The attack on Wednesday drew expressions of outrage from officials of the United Nations and the NATO-led KFOR peacekeeping force.
U.S. State Secretary Madeleine Albright said in a statement released by a State Department spokesman: ``We deplore the cowardly attack on defenseless Serb passengers on the UNHCR bus.
``This reprehensible act only serves to prolong the cycle of violence that has plagued Kosovo. We call on the leadership of the Kosovar Albanian community to join us in condemning this crime.''
The bus was travelling between two Serb enclaves when the attack took place on a foggy road about nine miles southwest of the northern city of Mitrovica, KFOR said.

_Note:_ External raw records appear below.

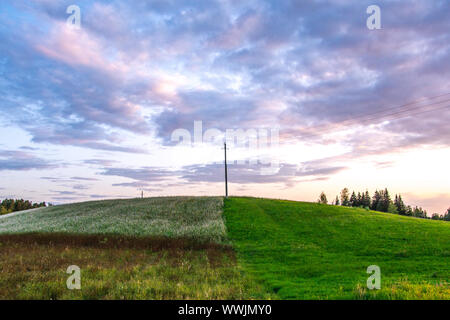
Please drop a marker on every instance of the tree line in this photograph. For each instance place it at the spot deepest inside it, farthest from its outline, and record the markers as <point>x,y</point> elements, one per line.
<point>381,201</point>
<point>12,205</point>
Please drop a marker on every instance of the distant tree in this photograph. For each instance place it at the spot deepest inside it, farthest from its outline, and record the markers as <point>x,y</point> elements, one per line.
<point>366,203</point>
<point>322,198</point>
<point>345,201</point>
<point>336,201</point>
<point>353,200</point>
<point>359,199</point>
<point>436,216</point>
<point>419,212</point>
<point>375,200</point>
<point>446,216</point>
<point>392,208</point>
<point>401,208</point>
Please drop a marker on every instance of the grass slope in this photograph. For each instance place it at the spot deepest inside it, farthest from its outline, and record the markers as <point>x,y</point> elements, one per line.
<point>311,251</point>
<point>192,217</point>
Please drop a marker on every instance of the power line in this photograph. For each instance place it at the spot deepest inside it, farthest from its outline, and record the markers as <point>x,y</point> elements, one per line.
<point>356,120</point>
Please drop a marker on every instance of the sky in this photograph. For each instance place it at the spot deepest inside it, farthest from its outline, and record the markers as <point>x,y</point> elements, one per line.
<point>142,95</point>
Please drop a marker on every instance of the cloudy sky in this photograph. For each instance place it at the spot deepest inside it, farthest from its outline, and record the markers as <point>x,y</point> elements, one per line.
<point>91,112</point>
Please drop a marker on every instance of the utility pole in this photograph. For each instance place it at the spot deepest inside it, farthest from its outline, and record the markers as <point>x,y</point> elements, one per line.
<point>226,170</point>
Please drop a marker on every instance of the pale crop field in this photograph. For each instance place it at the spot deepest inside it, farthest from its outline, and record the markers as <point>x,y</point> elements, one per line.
<point>199,218</point>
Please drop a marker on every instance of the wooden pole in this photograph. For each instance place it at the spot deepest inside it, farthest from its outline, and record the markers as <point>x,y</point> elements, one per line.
<point>226,171</point>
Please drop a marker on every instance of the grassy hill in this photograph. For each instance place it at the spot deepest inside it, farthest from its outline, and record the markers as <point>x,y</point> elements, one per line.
<point>210,248</point>
<point>312,251</point>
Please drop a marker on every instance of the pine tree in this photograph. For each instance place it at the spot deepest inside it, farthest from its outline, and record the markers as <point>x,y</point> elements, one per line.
<point>359,199</point>
<point>344,197</point>
<point>446,216</point>
<point>322,198</point>
<point>353,200</point>
<point>336,201</point>
<point>375,200</point>
<point>367,202</point>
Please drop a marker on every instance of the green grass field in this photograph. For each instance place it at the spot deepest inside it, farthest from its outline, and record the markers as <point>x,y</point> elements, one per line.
<point>208,248</point>
<point>311,251</point>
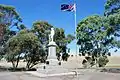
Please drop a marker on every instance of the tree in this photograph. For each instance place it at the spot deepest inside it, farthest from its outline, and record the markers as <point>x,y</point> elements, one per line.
<point>92,35</point>
<point>8,18</point>
<point>112,15</point>
<point>26,43</point>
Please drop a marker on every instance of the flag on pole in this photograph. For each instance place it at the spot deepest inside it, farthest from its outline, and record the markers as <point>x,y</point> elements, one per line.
<point>68,7</point>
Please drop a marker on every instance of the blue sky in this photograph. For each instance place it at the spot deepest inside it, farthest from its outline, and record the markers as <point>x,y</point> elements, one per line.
<point>49,10</point>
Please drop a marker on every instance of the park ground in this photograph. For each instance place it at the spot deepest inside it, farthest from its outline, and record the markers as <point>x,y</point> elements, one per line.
<point>85,74</point>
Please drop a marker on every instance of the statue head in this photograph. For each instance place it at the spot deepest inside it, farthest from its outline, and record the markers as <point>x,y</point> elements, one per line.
<point>52,28</point>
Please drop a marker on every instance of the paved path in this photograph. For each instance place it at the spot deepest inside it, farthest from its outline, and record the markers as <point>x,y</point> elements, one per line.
<point>86,76</point>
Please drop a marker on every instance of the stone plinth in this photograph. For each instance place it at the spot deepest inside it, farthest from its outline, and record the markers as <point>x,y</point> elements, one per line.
<point>52,58</point>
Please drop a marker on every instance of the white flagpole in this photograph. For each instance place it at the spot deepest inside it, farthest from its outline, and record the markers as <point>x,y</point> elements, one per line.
<point>75,35</point>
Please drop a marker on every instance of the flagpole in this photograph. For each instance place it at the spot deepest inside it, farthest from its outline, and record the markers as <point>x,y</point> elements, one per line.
<point>75,35</point>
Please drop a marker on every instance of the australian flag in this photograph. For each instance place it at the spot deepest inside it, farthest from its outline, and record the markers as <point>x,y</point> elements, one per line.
<point>68,7</point>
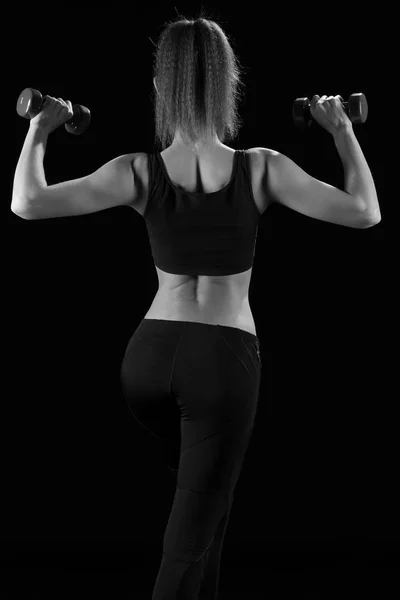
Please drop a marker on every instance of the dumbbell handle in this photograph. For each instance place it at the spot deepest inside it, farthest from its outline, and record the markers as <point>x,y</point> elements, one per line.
<point>30,102</point>
<point>356,108</point>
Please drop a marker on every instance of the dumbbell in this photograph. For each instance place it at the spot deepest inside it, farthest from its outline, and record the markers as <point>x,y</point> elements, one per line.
<point>30,103</point>
<point>356,109</point>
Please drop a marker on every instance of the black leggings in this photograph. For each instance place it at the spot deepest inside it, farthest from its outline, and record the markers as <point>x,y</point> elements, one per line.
<point>195,387</point>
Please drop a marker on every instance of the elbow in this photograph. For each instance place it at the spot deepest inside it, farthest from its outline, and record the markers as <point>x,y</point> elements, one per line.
<point>21,212</point>
<point>370,220</point>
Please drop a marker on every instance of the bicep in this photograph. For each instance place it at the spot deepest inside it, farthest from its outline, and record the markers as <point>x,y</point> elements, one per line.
<point>111,185</point>
<point>291,186</point>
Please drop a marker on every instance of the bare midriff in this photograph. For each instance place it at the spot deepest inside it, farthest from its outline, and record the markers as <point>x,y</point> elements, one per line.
<point>203,299</point>
<point>214,300</point>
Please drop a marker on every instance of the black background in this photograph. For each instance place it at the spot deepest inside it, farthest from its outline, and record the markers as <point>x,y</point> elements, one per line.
<point>85,490</point>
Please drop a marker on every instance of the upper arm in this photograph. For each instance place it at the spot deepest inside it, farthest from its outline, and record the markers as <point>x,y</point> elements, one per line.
<point>291,186</point>
<point>113,184</point>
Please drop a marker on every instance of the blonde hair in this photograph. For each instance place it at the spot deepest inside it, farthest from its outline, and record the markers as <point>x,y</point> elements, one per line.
<point>198,79</point>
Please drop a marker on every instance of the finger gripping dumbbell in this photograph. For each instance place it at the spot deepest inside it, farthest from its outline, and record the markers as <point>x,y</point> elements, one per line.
<point>356,108</point>
<point>30,103</point>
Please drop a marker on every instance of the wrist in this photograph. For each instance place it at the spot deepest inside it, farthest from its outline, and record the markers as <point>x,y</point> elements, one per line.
<point>38,129</point>
<point>343,131</point>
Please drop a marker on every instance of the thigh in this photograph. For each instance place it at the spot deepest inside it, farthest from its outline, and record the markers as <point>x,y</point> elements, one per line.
<point>216,382</point>
<point>145,380</point>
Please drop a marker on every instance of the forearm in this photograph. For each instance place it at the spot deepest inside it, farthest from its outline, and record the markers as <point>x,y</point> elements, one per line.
<point>358,177</point>
<point>29,176</point>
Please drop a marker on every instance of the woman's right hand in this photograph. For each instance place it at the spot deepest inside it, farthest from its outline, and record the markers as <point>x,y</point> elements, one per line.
<point>329,113</point>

Most of Kosovo's remaining Serbs now live in enclaves to protect themselves from revenge attacks by the province's ethnic Albanian majority, angry at years of Serb repression.
The attack was a major setback for efforts by peacekeepers to create the conditions to allow the return of Serbs who have fled Kosovo over the past year.
The office of the U.N. High Commissioner for Refugees (UNHCR), which operated the weekly shuttle between Mitrovica and the village of Banja, said one elderly man and woman had been killed.
``VICIOUS ATTACK''
``This was a vicious attack on a clearly marked UNHCR bus carrying civilians,'' said Dennis McNamara, the UNHCR's special envoy for the Balkans.
The agency said it was suspending all the bus lines it operated in the province while the attack was investigated.
The chief U.N. police commissioner in Kosovo, Sven Frederiksen, went to New York on Wednesday to demand more personnel to police the Yugoslav province.
He said he had a force of 1,970 police officers from more than 40 countries out of 4,780 officers promised in a Security Council resolution last June.
``If the countries that signed up to the Security Council resolution want a success, they will have to come up with some people,'' Frederiksen said -- while also noting that the number of murders in Kosovo had dropped to one last week from 70 a week last July.
In Washington, NATO's military chief, U.S. Army General Wesley Clark, told a Senate committee civilian police were desperately needed in Kosovo. Senators told Europe to help or risk a U.S. pull out.
Reporters at the scene of Wednesday's attack, near the village of Vitak, saw the white bus upright by the side of a road, windows on its right side smashed and its panelling bashed. French troops and U.N. police guarded the area.
KFOR, which had provided an escort of two armored vehicles from French forces for the bus, said it had launched a massive search for the attackers.
``All the resources at KFOR's disposal are being utilized,'' KFOR spokesman, Lieutenant Commander Philip Anido, said.
KFOR initially said five people had been wounded but later revised the figure to three, all of them Serbs.
They were taken to a French military hospital in Mitrovica, the peacekeepers said. The wounds of one victim were severe. The bus driver, a Dane from his country's Refugee Council, was unhurt, UNHCR said.